THE IMPACT OF NANOTECHNOLOGY


How will the advent of molecular engineering affect humankind?  When can we expect such technologies to become workable?  I believe the answers to these  questions are somewhat different from those offered to date.

One claim for nanotechnology is that it will make everything cheap.  Yet technology has already made life's necessities cheap, at least in the developed countries.  The five cents I pay for a pencil is cheap enough that lowering the cost will have no noticeable effect on my life.  To a lesser extent, the same is true for food and housing.  Many of the expensive things in life are costly not because they are difficult to make, but because government regulations and transactional costs make them expensive.  True, diamonds would be more affordable if they could be cheaply manufactured, but how important are diamonds anyway?

The real value of nanotechnology would be in allowing us to do things we cannot now do, such as repairing damaged arteries or flying a single-stage vehicle to the moon.  But I believe many have underestimated the difficulty of writing software which will tell molecular assemblers how to assemble such systems.  This will be much more difficult than writing software for a computer which does one thing at a time.  For molecular assemblers to do useful work, billions of them must work cooperatively.  This implies the need for billions of different programs.

Advocates of nanotechnology point to living systems as proof that molecular machines can be built.  But living systems were never designed. They evolved.
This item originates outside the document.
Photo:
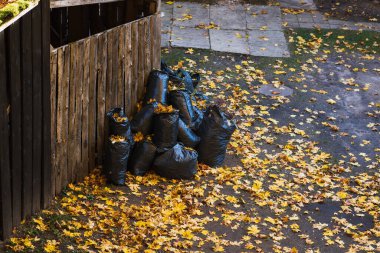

Living systems are so complicated that it might well be impossible to design one without copying the plan of a very similar system.  It might be possible through guided evolution to create a new sort of molecular life, but growing such life into a space ship would not be a quick and easy undertaking.

I expect the software problem will prevent nanotechnology from making major contributions to humankind during the next fifty years.  Even such challenging technological problems as artery repair and inexpensive space flight are amenable to other solutions, and given enough time, such solutions will appear.

Nanotechnology will come, eventually.  But don't waste time waiting for it.